Stargate FAN FILMS banned by MGM

Leeburt

Well-Known Member
Joined
Sep 1, 2002
Messages
53
Hi guys. ( i'm the maker of the call it a stargate series )
I've just had a letter from a law firm, stating that in the UK i'm not allowed to use the stargate name etc.
( I did have an email from someone in the USA saying they was happy for me to keep making them )
But in this case it's MGM in the UK that has contacted the lawyers.
It's rather funny as the end of says they await a repsonse on how to repay MGM.
I think they haven't watched my films and i think they think it's a big company ( insted of a no budget fan film )
Of course the normal way it will go will be me saying "what about the thousands of websites that have stargate logo's on"
I will comply with them and remove all stargate stuff because I believe it will gain more of a following now it's banned than it ever did while online.
I know share sites have them out there.
Thought I'd share this with you guys as some of you have mentioned you are interested in making Stargate fan Films.

I'll keep you posted.
 
Just spoke to the law firm.
( i'll give this in brief )

I agreed to remove my films, but said i can't stop the filesharing site.

They said it's not just me, MGM are stopping lots of sites and are going to keep stopping more.

I said i'm unemployed and make the films for fun and can't compensate MGM.

They said they would pass the information to MGM in the USA and will get bac to me.
:(
I tried to convey that I made them for the love of stargate and not to dishonor it.

more news when i get,
thanks:(
 
Scary!

Scary news, Leebert! Please keep us in the loop and informed. What's happeneing to you may sadly be the new wave of the future for fandom.

Rowan
 
I had actually wondered before how come they hadn't got to you sooner. :(

Certainly, Viacom would have come down like a ton of bricks if it was a 'Star Trek' film, and Fox was gestapo-like with anything 'Buffy' or 'X-files' related (when Fox had scifi shows it didn't cancel.)

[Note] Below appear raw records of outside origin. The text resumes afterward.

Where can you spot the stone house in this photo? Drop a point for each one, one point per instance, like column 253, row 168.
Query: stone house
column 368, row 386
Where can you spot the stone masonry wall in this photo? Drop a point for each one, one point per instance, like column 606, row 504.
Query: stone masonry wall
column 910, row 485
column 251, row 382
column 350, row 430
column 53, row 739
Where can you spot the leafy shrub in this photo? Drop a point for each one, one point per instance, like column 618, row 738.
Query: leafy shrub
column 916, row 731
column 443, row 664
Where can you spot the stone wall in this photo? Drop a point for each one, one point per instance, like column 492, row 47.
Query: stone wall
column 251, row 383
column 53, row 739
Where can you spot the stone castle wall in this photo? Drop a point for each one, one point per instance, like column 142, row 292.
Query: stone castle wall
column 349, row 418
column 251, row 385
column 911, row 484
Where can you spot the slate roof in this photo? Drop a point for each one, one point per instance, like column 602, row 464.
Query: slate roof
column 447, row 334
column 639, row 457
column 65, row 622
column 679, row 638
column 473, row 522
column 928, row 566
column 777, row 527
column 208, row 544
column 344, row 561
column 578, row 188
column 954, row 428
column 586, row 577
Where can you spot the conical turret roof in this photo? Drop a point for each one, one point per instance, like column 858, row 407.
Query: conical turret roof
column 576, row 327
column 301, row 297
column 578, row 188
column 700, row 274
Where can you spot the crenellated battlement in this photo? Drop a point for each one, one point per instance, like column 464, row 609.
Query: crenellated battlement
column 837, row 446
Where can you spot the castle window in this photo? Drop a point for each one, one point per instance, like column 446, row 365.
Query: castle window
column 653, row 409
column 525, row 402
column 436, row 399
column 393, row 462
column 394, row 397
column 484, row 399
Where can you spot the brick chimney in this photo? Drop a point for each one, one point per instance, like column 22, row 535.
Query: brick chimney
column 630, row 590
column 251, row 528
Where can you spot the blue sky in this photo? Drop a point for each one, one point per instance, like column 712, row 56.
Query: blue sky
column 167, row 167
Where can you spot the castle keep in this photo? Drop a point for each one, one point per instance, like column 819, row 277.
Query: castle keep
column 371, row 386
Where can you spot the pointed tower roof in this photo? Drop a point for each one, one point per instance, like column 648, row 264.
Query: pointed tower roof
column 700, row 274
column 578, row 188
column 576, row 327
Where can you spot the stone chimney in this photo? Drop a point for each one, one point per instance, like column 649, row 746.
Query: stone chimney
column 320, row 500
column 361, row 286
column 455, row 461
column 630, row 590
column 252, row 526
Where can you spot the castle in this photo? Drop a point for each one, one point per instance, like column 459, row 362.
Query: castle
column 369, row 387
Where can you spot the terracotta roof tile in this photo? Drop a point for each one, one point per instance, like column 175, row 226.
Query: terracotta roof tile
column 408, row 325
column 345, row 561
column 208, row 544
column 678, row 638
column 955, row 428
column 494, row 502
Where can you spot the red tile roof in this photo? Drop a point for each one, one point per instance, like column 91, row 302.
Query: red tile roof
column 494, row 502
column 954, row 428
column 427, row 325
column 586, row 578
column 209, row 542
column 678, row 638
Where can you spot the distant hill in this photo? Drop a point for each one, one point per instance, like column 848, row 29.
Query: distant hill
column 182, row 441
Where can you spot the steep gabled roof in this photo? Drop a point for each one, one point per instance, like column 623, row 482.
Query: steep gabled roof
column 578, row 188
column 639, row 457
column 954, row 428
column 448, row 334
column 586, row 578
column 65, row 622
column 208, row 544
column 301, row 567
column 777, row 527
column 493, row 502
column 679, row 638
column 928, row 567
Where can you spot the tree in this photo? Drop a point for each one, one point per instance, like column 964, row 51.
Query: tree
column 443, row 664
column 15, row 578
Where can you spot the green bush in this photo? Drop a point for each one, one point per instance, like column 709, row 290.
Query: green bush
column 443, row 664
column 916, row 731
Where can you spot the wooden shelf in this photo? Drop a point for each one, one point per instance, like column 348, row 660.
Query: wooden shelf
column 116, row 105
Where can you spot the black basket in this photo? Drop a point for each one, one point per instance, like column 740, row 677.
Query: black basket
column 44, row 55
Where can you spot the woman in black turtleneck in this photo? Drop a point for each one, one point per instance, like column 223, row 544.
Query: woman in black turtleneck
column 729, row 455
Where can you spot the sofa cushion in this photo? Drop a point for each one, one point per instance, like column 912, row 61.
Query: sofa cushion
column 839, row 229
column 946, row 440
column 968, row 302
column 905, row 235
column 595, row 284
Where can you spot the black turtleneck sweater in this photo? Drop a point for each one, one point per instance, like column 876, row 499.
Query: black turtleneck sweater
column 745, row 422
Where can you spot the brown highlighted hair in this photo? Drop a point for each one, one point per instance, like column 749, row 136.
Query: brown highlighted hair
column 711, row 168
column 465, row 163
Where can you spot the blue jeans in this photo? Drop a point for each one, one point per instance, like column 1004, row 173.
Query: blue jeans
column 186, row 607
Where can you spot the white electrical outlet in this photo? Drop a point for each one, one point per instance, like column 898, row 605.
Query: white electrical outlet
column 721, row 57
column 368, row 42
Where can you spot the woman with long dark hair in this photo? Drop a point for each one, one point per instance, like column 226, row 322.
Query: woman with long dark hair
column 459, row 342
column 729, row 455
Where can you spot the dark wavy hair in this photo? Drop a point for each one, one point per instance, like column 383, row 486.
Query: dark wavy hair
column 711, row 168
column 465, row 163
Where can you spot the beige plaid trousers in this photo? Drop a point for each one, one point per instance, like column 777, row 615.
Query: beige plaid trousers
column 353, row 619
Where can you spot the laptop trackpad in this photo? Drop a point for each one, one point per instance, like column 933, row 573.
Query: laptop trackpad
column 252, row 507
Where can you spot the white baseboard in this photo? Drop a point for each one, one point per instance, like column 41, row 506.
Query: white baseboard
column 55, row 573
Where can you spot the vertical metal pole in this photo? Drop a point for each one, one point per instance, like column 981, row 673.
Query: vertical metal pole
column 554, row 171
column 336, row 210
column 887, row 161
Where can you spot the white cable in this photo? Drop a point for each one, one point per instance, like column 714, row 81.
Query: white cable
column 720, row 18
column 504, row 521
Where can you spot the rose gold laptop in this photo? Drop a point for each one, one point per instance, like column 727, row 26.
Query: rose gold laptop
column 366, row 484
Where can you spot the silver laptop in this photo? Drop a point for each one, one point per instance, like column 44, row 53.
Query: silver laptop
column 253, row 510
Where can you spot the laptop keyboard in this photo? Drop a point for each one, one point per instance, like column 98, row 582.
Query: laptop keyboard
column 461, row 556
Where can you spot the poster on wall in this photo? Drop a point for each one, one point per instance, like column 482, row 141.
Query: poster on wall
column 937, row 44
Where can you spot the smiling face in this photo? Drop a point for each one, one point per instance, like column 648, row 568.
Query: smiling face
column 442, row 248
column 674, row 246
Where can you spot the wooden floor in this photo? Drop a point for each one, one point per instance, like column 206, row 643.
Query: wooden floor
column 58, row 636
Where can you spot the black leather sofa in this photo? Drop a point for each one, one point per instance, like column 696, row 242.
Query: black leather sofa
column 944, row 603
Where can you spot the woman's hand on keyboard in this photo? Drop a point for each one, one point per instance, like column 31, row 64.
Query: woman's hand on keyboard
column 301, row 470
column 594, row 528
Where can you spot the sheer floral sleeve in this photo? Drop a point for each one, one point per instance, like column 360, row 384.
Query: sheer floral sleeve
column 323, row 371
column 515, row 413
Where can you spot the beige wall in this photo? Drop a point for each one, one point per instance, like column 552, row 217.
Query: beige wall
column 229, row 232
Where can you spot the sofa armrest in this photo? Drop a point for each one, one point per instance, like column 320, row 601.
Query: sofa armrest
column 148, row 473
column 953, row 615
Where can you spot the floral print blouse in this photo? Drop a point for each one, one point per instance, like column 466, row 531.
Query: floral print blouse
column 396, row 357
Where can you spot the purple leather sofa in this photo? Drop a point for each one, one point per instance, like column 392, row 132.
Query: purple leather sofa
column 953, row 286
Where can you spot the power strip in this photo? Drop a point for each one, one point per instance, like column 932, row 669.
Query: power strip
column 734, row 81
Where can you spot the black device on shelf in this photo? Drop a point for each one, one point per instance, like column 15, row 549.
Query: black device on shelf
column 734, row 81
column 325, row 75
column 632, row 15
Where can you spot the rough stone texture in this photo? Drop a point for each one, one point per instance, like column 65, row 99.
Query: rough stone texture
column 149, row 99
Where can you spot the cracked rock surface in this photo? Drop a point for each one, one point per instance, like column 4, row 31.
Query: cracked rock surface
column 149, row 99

I mistakenly thought it was because they liked your films :(

Didn't you say that the guys on set watched them?

Of course, you are not dealing with anyone involved in making the show. You are dealing purely with Lawyers and Accountants. To them it isn't anything other than $. They probably have never even watched the programme.

Maybe you could appeal to the people actually working on the show who commented before on how much they liked your homages.
 
Looks like time for a new campaign to me... :angryfire

Preservation Movement of Stargate Fandom Against Corporate Tyranny - P.M.S.F.A.C.T.

Or just P.M.S. for short. Ought to put the willies up 'em! :naughty:

I'm wondering how far the old, old system of 'change the name and do the same' would work.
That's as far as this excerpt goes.